How do you compute field of view for an eyepiece/scope?
I've got the Orion xt10i. It has a 254 mm aperture, and 1200 mm of focal length. It comes with a 25 mm Plossl - which has a 52 degree apparent filed of view. The field of view of the scope with this eyepiece is around 35 minutes (0.55 degrees). If i get a 32 mm eyepiece with a 70 degree AFOV, what real field of view should i expect?
Note:
I've picked 32 mm, as i'm trying to keep the exit pupil under 7 mm, to maximize brightness (for kids, anyway). This would give me 6.7 mm exit pupil.
What i really want to know is exactly how to compute the real field of view, if it can be done with math. I have 6 eyepieces (so far) that i want to compare. Then, since the difference between theory and practice is that, well, in theory they're the same - i want to actually borrow some of these and see how they work with my scope and my eyes, if at all possible.
Oh. Cool javascript app. I'll have to see how it works.
I've not had much luck timing a star crossing the field of view. It seems easier to pick a pair of fairly bright stars that happen to just fit in a field of view, then look up the separation in a planetarium program. My planetarium programs go down to 12th magnitude, anyway.
OK, so it turns out that vendors list the Field Stop for these eyepieces (and my existing EPs). If it's FS / FL * 57.3, then since FL is constant (1200 mm) - the bigger the FS the bigger the FOV. Shouldn't it depend on magnification or FL of the eyepiece?
Two formulas.
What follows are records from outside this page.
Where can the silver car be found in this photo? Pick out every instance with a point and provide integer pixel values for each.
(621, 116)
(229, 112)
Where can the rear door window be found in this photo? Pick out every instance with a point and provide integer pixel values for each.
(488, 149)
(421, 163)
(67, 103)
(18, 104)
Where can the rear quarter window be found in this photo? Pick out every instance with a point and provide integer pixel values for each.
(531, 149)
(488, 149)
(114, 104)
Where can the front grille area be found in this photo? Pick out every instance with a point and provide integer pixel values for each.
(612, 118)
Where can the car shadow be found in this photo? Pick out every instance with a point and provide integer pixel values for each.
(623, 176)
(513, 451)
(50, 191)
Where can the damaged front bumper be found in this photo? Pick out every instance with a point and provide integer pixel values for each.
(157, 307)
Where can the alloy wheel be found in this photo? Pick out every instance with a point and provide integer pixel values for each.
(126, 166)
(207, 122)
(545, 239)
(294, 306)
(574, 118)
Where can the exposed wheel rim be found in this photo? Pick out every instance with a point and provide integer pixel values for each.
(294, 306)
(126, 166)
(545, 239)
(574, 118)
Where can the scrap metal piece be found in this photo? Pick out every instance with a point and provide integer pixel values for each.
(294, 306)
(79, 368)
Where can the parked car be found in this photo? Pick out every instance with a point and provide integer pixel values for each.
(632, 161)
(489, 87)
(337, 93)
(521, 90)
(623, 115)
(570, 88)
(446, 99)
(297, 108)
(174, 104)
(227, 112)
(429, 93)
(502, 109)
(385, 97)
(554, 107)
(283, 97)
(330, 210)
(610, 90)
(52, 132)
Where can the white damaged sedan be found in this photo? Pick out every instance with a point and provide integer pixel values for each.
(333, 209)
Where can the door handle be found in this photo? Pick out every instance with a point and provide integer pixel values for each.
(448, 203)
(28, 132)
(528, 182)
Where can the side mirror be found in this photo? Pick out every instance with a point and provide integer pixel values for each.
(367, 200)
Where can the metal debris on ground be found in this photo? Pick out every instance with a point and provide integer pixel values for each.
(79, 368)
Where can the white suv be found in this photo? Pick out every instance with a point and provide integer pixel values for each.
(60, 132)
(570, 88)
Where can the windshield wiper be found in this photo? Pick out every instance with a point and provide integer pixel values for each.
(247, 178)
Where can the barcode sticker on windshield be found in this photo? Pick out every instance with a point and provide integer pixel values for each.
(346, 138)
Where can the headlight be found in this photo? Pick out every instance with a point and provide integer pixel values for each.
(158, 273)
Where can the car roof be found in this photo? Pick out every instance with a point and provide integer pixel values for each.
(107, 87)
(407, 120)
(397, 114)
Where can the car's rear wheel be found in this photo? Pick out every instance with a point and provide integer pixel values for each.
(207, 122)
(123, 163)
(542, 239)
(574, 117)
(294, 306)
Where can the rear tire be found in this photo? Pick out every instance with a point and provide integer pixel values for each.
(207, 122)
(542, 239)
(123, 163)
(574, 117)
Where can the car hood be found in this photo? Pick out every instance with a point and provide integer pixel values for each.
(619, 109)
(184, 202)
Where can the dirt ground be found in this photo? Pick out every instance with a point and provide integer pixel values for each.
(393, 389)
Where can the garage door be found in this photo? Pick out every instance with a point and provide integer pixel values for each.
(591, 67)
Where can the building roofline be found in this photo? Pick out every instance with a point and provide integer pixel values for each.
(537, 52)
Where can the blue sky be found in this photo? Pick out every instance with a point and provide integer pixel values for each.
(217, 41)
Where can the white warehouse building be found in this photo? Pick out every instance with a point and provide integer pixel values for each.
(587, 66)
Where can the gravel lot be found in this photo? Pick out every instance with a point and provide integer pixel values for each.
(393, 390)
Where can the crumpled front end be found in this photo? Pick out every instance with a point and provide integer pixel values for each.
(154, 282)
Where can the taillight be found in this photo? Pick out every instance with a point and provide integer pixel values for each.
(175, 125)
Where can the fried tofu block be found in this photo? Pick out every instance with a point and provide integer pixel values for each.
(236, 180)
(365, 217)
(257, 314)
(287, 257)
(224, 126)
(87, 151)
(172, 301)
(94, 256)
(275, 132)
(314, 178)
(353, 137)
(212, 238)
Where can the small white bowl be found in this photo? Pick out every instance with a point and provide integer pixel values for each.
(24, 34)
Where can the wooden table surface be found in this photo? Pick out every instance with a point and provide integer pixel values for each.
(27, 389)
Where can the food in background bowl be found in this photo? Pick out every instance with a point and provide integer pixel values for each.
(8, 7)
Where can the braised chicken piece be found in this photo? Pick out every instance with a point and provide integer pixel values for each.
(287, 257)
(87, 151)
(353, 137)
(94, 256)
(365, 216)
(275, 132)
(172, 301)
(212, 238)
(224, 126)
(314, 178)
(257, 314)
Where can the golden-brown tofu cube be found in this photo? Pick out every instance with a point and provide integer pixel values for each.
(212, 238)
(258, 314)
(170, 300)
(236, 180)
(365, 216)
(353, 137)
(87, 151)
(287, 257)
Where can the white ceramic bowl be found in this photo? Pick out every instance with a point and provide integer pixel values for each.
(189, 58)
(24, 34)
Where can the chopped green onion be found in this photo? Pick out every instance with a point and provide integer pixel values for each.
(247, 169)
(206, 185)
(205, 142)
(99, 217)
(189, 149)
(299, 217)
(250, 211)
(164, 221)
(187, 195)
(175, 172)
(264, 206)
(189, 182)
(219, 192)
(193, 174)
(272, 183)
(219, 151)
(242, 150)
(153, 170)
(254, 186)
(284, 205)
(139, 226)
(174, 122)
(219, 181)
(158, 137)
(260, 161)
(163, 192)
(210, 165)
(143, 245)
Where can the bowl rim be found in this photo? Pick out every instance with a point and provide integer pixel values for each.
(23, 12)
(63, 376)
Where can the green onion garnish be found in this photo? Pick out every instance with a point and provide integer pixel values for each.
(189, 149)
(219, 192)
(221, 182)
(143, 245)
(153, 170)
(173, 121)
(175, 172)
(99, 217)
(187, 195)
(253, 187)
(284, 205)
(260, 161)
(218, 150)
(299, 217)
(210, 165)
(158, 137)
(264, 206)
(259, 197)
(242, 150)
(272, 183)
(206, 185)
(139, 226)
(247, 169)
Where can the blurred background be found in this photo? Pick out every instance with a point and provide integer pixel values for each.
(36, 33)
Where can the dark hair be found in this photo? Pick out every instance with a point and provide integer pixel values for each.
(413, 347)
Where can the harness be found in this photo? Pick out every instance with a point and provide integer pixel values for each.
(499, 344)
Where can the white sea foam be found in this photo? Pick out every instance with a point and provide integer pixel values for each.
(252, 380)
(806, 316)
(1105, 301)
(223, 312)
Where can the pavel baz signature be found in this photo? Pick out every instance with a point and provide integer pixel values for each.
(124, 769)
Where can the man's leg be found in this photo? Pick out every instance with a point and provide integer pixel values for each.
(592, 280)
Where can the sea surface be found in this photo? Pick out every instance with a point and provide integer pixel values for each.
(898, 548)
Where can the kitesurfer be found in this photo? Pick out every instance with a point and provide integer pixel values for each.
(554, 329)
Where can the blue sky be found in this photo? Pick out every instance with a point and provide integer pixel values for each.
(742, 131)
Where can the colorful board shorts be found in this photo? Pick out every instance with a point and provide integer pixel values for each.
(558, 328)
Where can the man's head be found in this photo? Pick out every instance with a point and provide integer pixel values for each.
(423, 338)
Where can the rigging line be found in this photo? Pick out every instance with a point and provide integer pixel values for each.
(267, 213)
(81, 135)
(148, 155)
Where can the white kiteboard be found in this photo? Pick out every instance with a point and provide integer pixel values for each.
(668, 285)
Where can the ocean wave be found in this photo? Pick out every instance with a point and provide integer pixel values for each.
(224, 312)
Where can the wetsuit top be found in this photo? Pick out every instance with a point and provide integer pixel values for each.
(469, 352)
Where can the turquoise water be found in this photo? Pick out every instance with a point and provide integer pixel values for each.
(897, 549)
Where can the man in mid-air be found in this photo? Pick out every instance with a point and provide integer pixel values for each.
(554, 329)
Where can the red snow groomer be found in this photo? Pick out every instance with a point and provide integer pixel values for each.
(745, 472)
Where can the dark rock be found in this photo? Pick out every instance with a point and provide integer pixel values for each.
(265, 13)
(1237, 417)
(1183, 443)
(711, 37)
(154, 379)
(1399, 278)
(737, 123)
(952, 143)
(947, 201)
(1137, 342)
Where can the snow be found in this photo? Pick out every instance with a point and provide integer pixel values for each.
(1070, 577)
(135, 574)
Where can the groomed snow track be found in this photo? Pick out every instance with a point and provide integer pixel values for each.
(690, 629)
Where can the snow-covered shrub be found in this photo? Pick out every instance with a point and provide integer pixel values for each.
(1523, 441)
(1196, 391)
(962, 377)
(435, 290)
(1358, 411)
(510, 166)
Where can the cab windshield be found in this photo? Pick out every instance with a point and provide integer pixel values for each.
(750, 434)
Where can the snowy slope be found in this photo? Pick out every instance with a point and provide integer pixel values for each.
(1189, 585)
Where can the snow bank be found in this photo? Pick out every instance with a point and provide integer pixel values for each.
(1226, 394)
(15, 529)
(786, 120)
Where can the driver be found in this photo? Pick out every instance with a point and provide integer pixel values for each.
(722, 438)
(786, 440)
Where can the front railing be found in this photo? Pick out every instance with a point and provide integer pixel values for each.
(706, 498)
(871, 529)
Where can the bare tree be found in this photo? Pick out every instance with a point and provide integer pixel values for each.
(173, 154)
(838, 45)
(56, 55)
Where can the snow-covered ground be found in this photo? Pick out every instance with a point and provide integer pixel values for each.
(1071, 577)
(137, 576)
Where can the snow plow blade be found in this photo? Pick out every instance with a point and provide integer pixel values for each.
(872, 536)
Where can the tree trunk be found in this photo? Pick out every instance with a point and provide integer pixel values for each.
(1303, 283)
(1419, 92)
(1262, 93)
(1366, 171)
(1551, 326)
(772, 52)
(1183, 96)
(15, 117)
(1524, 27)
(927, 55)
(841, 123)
While they get similar answers for my existing EPs, they don't for those under consideration.
I knew what time it was when i had just one clock.
It appears that the math is telling me that a $640 31mm Nagler has nearly twice the FOV of my 25mm Sirius plossl. A $100 32mm Q70 beats my 25mm by 1.65x. I'll certainly have to put the 32mm Q70 at the top of my wish list to borrow. So at least the field is narrowed from 5 to 2.